Transcript of Overlapping Ring Neighbor Monitoring Algorithm

Page 1: Overlapping Ring Neighbor Monitoring Algorithm

Proceedings of netdev 2.1, March 6-8, 2017, Montréal, QC, Canada

Overlapping Ring Neighbor Monitoring Algorithm

Jon Paul Maloy, M. Sc.

Ericsson Canada Inc

Montréal, Canada

jon. [email protected]

Abstract

Keeping track of neighboring nodes’ availability inside a cluster

has always been a resource demanding task, and this demand tends

to grow more than linearly with increasing cluster size. This paper

presents an algorithm that makes it possible for each cluster

member to monitor the presence of more than a thousand neighbor

nodes without requiring unreasonable amounts of CPU and

network resources, while still being able to discover failure of any

of those nodes within a second. The algorithm is combining the

best features of the ring monitoring, Gossip and TIPC neighbor

monitoring protocols, while largely avoiding the drawbacks of

those. The described algorithm was introduced into TIPC in Linux

4.7. It should be noted that this paper deals with the problem of

neighbor loss detection only; neighbor discovery is assumed to be

handled by a different algorithm

Keywords

Ring Monitoring, Gossip, TIPC, Neighbor Monitoring, Neighbor

Supervision.

Introduction

There are at least two reasons for wanting to monitor the availability of cluster neighbors. The first one is to have established connections to a failing node aborted within a short time range, preferably a second or less, instead of waiting for minutes or even hours as is currently often the case. The second is to provide a fast and generic availability service to subscribing users, such as cluster managing software or consensus protocols. The traditional solution to the first task has been to speed up the connection keepalive timer to sub-second level. But this approach is unsuitable as a general solution, because a cluster and even a single node might host thousands of simultaneous connections, with each endpoint requiring a high-speed timer. As CPU load increases linearly with number of peer sockets to monitor, and network load increases with the square of that number, the resource demand would quickly become unsustainable. Experience shows that it is impractical to have much more than a hundred such connections to monitor per node. The second task is typically solved by keeping a set of daemons, one on each node, and let those maintain a full mesh of tightly monitored connections dedicated to discovering node failures. This approach provides the desired service, but has several weaknesses. If a daemon crashes or starves while the rest of the node is working well, users will receive false positives, potentially leading to inconsistent cluster views and confusion. Neither does this

service provide much help with solving the first problem, as there is no built-in association between the monitored connections and all the other connections to the same node. Finally, this solution suffers from the same scalability limitation as the first approach; it cannot scale much beyond one hundred nodes without causing unreasonable CPU and network load. It would be highly desirable if we could achieve a service of the second type which also provides a built-in solution to the first problem, while at the same time scales at least an order of magnitude better than current full-mesh approaches. The algorithm described in this paper fulfils these requirements.

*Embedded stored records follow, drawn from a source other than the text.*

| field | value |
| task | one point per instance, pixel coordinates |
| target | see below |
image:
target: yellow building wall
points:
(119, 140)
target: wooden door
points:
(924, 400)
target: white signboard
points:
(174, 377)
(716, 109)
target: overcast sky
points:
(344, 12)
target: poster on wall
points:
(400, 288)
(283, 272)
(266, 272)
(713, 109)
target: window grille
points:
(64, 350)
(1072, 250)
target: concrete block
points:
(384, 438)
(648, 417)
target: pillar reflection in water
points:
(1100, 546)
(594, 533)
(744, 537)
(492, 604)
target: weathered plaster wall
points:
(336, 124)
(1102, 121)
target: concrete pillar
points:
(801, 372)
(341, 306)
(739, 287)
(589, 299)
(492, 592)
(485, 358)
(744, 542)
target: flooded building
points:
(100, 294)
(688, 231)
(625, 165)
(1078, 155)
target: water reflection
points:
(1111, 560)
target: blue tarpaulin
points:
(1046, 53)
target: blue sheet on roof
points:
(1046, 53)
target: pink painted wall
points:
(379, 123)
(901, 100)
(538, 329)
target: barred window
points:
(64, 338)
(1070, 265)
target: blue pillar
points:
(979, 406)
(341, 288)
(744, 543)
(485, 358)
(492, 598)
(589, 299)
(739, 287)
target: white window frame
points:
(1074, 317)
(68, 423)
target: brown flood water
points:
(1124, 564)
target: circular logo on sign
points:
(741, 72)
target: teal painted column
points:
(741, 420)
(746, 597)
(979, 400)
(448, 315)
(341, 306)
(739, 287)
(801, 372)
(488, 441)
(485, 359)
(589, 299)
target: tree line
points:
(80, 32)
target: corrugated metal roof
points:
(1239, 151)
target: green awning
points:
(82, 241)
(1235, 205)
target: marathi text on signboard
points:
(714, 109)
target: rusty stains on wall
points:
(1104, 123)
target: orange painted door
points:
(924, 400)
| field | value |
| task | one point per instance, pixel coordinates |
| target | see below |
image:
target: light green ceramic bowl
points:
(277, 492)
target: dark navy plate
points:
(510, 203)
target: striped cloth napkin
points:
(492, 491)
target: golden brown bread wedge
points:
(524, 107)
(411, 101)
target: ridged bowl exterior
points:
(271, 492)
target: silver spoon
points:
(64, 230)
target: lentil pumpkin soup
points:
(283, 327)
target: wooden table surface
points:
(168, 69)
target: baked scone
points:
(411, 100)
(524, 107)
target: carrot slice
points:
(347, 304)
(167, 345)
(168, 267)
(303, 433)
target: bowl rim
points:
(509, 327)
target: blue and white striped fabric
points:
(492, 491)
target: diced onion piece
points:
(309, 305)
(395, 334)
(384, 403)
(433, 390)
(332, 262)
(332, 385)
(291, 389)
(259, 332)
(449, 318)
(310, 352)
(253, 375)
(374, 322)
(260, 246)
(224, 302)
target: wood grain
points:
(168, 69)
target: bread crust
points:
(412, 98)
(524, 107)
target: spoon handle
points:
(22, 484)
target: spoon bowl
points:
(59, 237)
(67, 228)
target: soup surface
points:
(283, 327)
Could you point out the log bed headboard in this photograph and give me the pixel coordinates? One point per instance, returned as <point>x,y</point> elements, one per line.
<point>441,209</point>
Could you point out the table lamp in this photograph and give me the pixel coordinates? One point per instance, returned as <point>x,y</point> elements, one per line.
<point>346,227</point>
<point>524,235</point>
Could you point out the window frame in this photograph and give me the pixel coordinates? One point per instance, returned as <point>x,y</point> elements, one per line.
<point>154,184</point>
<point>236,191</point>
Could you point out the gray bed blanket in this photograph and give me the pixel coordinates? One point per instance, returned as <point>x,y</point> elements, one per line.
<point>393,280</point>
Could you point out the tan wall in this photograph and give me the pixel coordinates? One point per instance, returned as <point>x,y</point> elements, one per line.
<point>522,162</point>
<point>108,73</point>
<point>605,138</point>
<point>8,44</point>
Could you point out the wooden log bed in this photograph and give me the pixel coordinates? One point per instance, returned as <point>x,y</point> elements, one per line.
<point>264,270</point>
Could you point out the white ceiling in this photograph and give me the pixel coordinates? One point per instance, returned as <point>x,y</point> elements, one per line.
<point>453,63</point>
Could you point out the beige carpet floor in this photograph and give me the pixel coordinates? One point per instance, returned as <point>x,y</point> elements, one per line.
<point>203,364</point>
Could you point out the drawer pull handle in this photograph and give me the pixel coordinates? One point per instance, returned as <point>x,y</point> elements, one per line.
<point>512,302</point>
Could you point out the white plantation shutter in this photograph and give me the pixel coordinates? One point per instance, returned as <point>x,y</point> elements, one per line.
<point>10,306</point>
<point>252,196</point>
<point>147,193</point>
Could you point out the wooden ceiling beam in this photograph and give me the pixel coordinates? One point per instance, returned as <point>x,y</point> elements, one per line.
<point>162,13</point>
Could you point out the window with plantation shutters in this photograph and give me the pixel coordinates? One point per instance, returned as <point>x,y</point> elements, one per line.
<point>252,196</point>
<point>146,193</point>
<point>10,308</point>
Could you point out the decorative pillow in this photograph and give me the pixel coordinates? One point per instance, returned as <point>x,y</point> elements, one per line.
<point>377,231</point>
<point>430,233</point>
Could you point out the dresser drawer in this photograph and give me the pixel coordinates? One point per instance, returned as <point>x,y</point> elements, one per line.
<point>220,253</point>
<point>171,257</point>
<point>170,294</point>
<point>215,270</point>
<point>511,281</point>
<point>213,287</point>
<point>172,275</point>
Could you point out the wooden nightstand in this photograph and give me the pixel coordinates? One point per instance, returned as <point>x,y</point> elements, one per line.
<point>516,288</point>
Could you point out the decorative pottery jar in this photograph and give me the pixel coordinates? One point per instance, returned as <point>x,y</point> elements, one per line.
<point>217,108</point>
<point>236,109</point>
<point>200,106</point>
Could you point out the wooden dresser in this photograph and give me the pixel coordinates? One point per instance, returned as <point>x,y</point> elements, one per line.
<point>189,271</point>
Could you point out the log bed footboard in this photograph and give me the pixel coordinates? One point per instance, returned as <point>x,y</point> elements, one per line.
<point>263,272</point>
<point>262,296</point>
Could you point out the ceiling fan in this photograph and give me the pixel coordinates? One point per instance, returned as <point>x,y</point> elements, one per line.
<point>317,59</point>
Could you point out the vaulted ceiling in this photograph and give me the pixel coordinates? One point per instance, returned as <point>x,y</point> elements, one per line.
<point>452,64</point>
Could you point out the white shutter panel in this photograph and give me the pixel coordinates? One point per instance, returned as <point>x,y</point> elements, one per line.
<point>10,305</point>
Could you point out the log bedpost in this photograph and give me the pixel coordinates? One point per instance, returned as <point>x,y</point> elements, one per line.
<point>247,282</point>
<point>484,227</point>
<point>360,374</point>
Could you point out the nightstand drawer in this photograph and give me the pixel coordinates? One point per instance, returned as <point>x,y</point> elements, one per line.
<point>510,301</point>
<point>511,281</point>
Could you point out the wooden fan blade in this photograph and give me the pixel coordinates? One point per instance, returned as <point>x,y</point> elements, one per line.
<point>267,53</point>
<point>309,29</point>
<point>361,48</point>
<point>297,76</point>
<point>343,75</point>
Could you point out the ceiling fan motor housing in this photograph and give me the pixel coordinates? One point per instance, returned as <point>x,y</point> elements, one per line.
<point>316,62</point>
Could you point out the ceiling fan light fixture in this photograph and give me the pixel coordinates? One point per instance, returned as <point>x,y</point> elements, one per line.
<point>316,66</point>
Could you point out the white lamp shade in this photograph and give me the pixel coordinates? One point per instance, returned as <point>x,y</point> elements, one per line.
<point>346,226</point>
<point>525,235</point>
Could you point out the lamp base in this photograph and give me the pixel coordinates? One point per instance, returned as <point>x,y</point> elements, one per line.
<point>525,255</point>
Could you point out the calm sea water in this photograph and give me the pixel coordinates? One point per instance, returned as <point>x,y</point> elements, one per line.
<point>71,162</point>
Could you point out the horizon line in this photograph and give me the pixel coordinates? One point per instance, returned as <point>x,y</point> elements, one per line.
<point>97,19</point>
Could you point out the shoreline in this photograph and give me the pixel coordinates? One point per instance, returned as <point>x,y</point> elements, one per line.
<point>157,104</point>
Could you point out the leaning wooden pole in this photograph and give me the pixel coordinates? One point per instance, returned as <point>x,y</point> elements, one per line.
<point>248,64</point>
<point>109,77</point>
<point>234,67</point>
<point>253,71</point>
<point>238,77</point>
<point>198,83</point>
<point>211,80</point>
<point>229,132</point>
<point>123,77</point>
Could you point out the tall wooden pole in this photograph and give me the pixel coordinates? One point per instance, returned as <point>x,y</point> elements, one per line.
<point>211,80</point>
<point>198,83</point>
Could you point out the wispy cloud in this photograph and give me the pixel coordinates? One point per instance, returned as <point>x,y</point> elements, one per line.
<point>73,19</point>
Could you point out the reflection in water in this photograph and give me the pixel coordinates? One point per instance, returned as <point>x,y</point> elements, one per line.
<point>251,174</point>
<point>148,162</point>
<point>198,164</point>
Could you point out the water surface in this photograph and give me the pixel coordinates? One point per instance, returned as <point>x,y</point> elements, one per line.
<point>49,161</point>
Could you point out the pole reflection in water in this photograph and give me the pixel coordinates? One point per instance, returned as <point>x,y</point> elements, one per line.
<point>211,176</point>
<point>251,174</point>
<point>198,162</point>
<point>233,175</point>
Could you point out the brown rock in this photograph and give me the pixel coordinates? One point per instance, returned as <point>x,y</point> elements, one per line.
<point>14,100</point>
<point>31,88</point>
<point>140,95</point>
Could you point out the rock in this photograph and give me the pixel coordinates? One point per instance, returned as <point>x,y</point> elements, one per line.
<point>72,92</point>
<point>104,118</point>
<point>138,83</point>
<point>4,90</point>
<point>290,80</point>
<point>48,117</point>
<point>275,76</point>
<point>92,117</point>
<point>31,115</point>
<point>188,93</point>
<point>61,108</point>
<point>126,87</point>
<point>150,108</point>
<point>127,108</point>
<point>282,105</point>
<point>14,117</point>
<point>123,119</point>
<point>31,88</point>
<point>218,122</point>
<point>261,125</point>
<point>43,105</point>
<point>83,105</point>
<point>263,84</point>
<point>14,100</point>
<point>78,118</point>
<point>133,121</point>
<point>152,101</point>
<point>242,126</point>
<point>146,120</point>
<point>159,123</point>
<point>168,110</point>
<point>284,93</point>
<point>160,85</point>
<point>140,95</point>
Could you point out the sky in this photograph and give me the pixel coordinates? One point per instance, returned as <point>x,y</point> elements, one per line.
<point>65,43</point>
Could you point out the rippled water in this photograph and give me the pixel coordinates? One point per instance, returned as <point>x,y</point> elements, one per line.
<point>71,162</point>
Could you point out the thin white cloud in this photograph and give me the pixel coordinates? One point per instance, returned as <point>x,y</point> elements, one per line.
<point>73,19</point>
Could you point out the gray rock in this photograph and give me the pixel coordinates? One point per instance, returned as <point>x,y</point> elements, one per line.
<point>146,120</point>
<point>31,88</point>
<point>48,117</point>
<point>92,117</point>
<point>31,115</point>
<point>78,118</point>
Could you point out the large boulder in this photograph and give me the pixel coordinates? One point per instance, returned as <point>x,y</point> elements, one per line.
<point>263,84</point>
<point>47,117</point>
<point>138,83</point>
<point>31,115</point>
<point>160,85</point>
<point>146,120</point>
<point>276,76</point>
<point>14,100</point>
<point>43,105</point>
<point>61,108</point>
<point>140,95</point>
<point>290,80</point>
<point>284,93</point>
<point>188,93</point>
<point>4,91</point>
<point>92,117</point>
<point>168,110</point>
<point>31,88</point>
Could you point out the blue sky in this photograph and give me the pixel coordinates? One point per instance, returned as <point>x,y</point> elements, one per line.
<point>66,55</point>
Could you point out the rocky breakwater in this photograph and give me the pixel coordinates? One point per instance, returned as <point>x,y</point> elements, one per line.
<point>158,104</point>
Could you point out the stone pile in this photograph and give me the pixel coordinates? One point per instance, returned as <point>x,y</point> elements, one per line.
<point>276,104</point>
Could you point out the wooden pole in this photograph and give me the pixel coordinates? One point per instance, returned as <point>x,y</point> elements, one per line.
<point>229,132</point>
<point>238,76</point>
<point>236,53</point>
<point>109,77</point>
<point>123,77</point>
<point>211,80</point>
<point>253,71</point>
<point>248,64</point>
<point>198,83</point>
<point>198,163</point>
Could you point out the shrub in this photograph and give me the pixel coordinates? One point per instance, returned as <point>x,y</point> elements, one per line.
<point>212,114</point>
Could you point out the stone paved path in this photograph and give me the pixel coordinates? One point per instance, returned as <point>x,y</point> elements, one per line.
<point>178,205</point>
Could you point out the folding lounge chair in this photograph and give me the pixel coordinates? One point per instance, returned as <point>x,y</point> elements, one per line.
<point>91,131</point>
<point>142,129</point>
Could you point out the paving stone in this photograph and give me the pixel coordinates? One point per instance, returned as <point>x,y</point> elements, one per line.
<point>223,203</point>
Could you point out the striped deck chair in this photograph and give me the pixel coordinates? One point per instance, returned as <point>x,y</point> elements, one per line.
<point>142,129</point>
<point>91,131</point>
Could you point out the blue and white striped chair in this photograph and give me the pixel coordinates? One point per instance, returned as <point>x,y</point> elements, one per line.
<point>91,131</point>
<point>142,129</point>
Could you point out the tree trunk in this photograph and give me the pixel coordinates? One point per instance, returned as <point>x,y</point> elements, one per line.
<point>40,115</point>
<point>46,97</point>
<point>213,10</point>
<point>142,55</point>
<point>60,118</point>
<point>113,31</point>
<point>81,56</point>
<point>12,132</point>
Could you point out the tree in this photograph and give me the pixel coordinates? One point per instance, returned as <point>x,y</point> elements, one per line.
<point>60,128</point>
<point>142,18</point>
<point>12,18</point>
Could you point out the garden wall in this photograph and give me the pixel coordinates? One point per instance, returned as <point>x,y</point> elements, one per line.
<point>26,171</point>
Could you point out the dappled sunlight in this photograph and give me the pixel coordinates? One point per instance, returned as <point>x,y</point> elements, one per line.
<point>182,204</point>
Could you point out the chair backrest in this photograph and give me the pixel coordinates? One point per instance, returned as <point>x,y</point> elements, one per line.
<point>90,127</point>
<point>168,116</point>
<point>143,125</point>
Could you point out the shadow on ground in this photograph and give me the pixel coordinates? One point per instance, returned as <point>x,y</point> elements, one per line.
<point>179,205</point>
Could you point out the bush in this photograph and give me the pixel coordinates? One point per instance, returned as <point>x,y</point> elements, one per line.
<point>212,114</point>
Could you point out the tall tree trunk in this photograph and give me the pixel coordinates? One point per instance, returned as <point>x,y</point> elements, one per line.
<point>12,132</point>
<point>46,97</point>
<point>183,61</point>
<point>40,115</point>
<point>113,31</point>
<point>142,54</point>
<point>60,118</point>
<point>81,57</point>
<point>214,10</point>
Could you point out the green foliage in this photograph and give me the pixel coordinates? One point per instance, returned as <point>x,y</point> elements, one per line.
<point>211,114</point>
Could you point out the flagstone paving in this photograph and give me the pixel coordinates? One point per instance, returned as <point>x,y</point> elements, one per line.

State of The Art There are currently at least three algorithm types to consider when looking for a solution; full-mesh monitoring, ring monitoring and Gossip type protocols. We describe and exemplify each and one of them in this chapter.

TIPC Neighbor Monitoring before Linux 4.7 TIPC has from the beginning provided a solution to both the first and the second tasks. [1][2] To achieve this, each node maintains one or two actively monitored links to all neighbor nodes, as is shown in fig. 1 below. Each link endpoint in their turn keep a list of references to all local sockets having a connection to its peer node. When connectivity to a node is lost all associated sockets can hence be notified via a dedicated pseudo message telling them to break the connection. At the same time, a generic service registry is informed about the event, so that other interested users also may receive notifications.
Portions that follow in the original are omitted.